Barbieri Andrea, Bursi Francesca, Camaioni Giovanni, Maisano Anna, Imberti Jacopo Francesco, Albini Alessandro, De Mitri Gerardo, Mantovani Francesca, Boriani Giuseppe
Division of Cardiology, Department of Diagnostics, Clinical and Public Health Medicine, Policlinico University Hospital of Modena, University of Modena and Reggio Emilia, 41121 Modena, Italy.
Division of Cardiology, San Paolo Hospital, ASST Santi Paolo and Carlo, Department of Health Sciences, University of Milan, 20142 Milan, Italy.
J Clin Med. 2021 Mar 19;10(6):1279. doi: 10.3390/jcm10061279.
A recently developed algorithm for 3D analysis based on machine learning (ML) principles detects left ventricular (LV) mass without any human interaction. We retrospectively studied the correlation between 2D-derived linear dimensions using the ASE/EACVI-recommended formula and 3D automated, ML-based methods (Philips HeartModel) regarding LV mass quantification in unselected patients undergoing echocardiography. We included 130 patients (mean age 60 ± 18 years; 45% women). There was only discrete agreement between 2D and 3D measurements of LV mass (r = 0.662, r = 0.348, < 0.001). The automated algorithm yielded an overestimation of LV mass compared to the linear method (Bland-Altman positive bias of 13.1 g with 95% limits of the agreement at 4.5 to 21.6 g, = 0.003, ICC 0.78 (95%CI 0.68-8.4). There was a significant proportional bias (Beta -0.22, t = -2.9) = 0.005, the variance of the difference varied across the range of LV mass. When the published cut-offs for LV mass abnormality were used, the observed proportion of overall agreement was 77% (kappa = 0.32, < 0.001). In consecutive patients undergoing echocardiography for any indications, LV mass assessment by 3D analysis using a novel ML-based algorithm showed systematic differences and wide limits of agreements compared with quantification by ASE/EACVI- recommended formula when the current cut-offs and partition values were applied.
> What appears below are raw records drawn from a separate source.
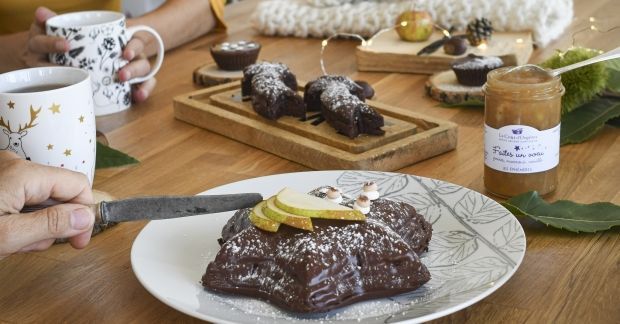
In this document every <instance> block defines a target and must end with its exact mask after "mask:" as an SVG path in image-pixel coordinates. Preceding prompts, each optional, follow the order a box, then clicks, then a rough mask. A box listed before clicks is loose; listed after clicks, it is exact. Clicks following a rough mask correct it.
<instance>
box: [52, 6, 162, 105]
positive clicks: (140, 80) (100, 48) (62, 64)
mask: <svg viewBox="0 0 620 324" xmlns="http://www.w3.org/2000/svg"><path fill="white" fill-rule="evenodd" d="M45 26H46V32H47V34H48V35H51V36H60V37H63V38H65V39H66V40H67V41H69V45H70V50H69V52H67V53H54V54H50V55H49V60H50V62H52V63H54V64H58V65H64V66H72V67H77V68H81V69H85V70H87V71H88V72H90V76H91V80H92V87H93V99H94V102H95V115H97V116H102V115H107V114H112V113H115V112H119V111H123V110H125V109H128V108H129V107H131V85H132V84H135V83H141V82H144V81H146V80H148V79H150V78H152V77H153V76H154V75H155V74H156V73H157V71H159V68H160V67H161V63H162V61H163V59H164V43H163V41H162V40H161V37H160V36H159V34H158V33H157V32H156V31H155V30H154V29H153V28H150V27H148V26H132V27H129V28H127V27H126V26H125V16H124V15H123V14H121V13H119V12H114V11H81V12H72V13H67V14H62V15H58V16H55V17H52V18H50V19H48V20H47V22H46V23H45ZM139 31H141V32H148V33H150V34H152V35H153V37H154V38H155V40H156V43H157V58H156V59H155V64H154V66H153V67H152V68H151V71H150V72H149V73H148V75H146V76H144V77H138V78H133V79H131V80H129V81H128V82H120V81H119V79H118V71H119V70H120V69H121V68H122V67H123V66H125V64H127V63H128V62H127V61H126V60H125V59H123V57H122V52H123V49H124V48H125V45H126V44H127V43H128V42H129V40H130V39H131V37H132V36H133V34H134V33H136V32H139Z"/></svg>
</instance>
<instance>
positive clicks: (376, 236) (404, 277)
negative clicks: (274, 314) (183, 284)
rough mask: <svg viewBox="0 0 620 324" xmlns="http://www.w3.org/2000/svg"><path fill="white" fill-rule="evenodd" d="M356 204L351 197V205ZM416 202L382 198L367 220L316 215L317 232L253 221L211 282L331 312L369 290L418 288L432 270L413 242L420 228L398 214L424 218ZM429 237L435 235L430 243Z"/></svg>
mask: <svg viewBox="0 0 620 324" xmlns="http://www.w3.org/2000/svg"><path fill="white" fill-rule="evenodd" d="M321 191H322V188H319V189H317V190H315V192H317V193H319V194H318V195H319V196H320V195H324V194H322V193H320V192H321ZM352 202H353V201H352V200H351V199H350V198H348V197H347V198H346V199H345V200H344V201H343V204H351V203H352ZM407 206H408V205H407ZM409 207H410V209H407V208H404V207H402V206H401V204H400V203H396V202H393V201H388V200H378V201H376V202H374V203H373V205H372V207H371V213H370V214H369V215H368V219H367V221H366V222H350V221H323V222H322V221H321V220H318V219H315V220H314V221H315V231H314V232H307V231H301V230H297V229H293V228H290V227H287V226H284V227H281V228H280V230H279V231H278V232H277V233H266V232H263V231H261V230H259V229H257V228H255V227H253V226H251V225H250V226H248V227H247V228H245V229H241V231H240V232H238V233H237V234H236V235H234V236H232V238H230V239H229V240H228V241H227V242H226V243H224V245H223V246H222V249H221V251H220V252H219V253H218V255H217V257H216V259H215V261H214V262H212V263H210V264H209V267H208V269H207V273H206V274H205V276H204V277H203V283H205V284H206V286H207V287H209V288H211V289H214V290H220V291H228V292H234V293H238V294H248V295H252V296H257V297H262V298H268V299H270V300H271V301H272V302H274V303H276V304H279V305H281V306H286V308H289V309H292V310H294V311H296V312H309V311H317V310H325V309H327V310H329V309H331V308H334V307H338V306H342V305H347V304H350V303H352V302H355V301H357V300H360V299H364V296H367V295H366V294H367V293H372V294H379V295H381V294H383V295H390V294H394V293H398V292H404V291H410V290H413V289H415V288H417V287H419V286H420V285H421V284H423V283H424V282H426V281H428V280H429V278H430V274H429V273H428V270H427V269H426V267H424V265H423V264H422V263H421V262H420V259H419V257H418V255H417V253H416V250H417V249H419V248H420V246H417V247H414V246H413V244H412V243H414V242H416V241H415V240H411V237H415V235H410V233H409V232H415V231H420V228H413V227H408V228H404V229H402V228H401V229H399V228H397V227H395V225H398V224H403V223H399V221H397V220H396V218H399V217H402V218H405V219H409V222H411V220H412V218H416V217H417V216H419V215H417V214H416V213H415V210H414V209H412V207H411V206H409ZM398 212H400V214H396V213H398ZM243 215H244V214H243V213H237V214H236V215H235V217H234V218H238V217H242V216H243ZM246 217H247V216H246ZM420 218H421V216H420ZM236 222H238V221H237V220H235V219H233V220H232V223H236ZM238 223H240V222H238ZM227 226H228V227H227V228H228V229H231V228H236V227H235V226H236V225H230V226H229V225H228V224H227ZM225 230H226V228H225ZM422 232H424V231H422ZM403 234H405V236H407V237H408V238H407V239H405V238H404V237H403ZM225 236H229V237H230V234H229V235H224V237H225ZM421 236H422V235H421ZM428 239H430V233H429V236H427V237H426V241H425V242H422V245H424V244H428ZM422 248H425V246H423V247H422ZM375 296H376V295H375Z"/></svg>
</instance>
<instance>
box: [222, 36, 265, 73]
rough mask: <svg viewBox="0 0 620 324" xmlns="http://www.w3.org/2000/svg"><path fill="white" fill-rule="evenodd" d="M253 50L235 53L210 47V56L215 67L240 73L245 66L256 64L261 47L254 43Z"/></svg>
mask: <svg viewBox="0 0 620 324" xmlns="http://www.w3.org/2000/svg"><path fill="white" fill-rule="evenodd" d="M256 44H257V46H256V47H255V48H250V49H247V48H246V49H242V50H236V51H222V50H219V49H217V45H215V46H211V56H212V57H213V59H214V60H215V63H216V64H217V66H218V67H219V68H220V69H222V70H226V71H241V70H243V69H244V68H245V67H246V66H249V65H252V64H254V63H256V60H257V59H258V53H259V52H260V49H261V46H260V44H258V43H256Z"/></svg>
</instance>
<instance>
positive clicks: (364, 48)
mask: <svg viewBox="0 0 620 324" xmlns="http://www.w3.org/2000/svg"><path fill="white" fill-rule="evenodd" d="M442 37H443V34H441V33H439V32H435V33H434V34H433V35H432V36H431V38H430V39H429V40H427V41H425V42H406V41H403V40H401V39H400V38H399V37H398V34H397V33H396V31H395V30H392V31H389V32H385V33H383V34H381V35H379V36H377V37H376V38H375V39H373V40H372V44H370V45H368V46H358V47H357V51H356V56H357V69H358V70H360V71H380V72H401V73H422V74H433V73H437V72H440V71H445V70H450V69H451V68H450V64H451V63H452V61H454V60H455V59H457V58H460V57H463V56H465V55H467V54H470V53H473V54H476V55H485V56H488V55H493V56H499V57H501V58H502V60H504V63H505V64H506V65H521V64H525V63H527V61H528V60H529V59H530V56H531V55H532V46H533V45H532V35H531V33H529V32H514V33H499V32H498V33H494V34H493V38H492V39H491V41H490V42H489V43H488V45H487V47H486V48H478V47H472V46H470V47H469V50H468V51H467V52H466V53H465V54H463V55H461V56H452V55H447V54H445V53H444V51H443V48H439V49H438V50H437V51H435V52H434V53H432V54H430V55H421V56H418V55H416V53H418V51H420V50H421V49H422V48H424V47H426V46H427V45H428V44H430V43H432V42H434V41H436V40H438V39H441V38H442ZM519 39H520V40H521V41H518V40H519Z"/></svg>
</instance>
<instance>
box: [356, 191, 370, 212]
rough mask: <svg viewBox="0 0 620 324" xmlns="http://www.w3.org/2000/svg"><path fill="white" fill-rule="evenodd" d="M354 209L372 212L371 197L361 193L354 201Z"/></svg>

一种最近基于机器学习(ML)原理开发的用于三维分析的算法,无需任何人工干预即可检测左心室(LV)质量。我们回顾性研究了在接受超声心动图检查的未选择患者中,使用ASE/EACVI推荐公式得出的二维衍生线性尺寸与基于ML的三维自动化方法(飞利浦心脏模型)在左心室质量量化方面的相关性。我们纳入了130例患者(平均年龄60±18岁;45%为女性)。左心室质量的二维和三维测量之间仅有离散一致性(r = 0.662,r = 0.348,<0.001)。与线性方法相比,自动化算法高估了左心室质量(布兰德-奥特曼阳性偏差为13.1 g,一致性界限为95%时为4.5至21.6 g,=0.003,组内相关系数0.78(95%CI 0.68 - 8.4)。存在显著的比例偏差(β -0.22,t = -2.9)=0.005,差异的方差在左心室质量范围内有所不同。当使用已公布的左心室质量异常临界值时,观察到的总体一致性比例为77%(kappa = 0.32,<0.001)。在因任何适应症接受超声心动图检查的连续患者中,当应用当前临界值和划分值时,与使用ASE/EACVI推荐公式进行量化相比,使用基于ML的新型算法进行三维分析评估左心室质量显示出系统差异和较宽的一致性界限。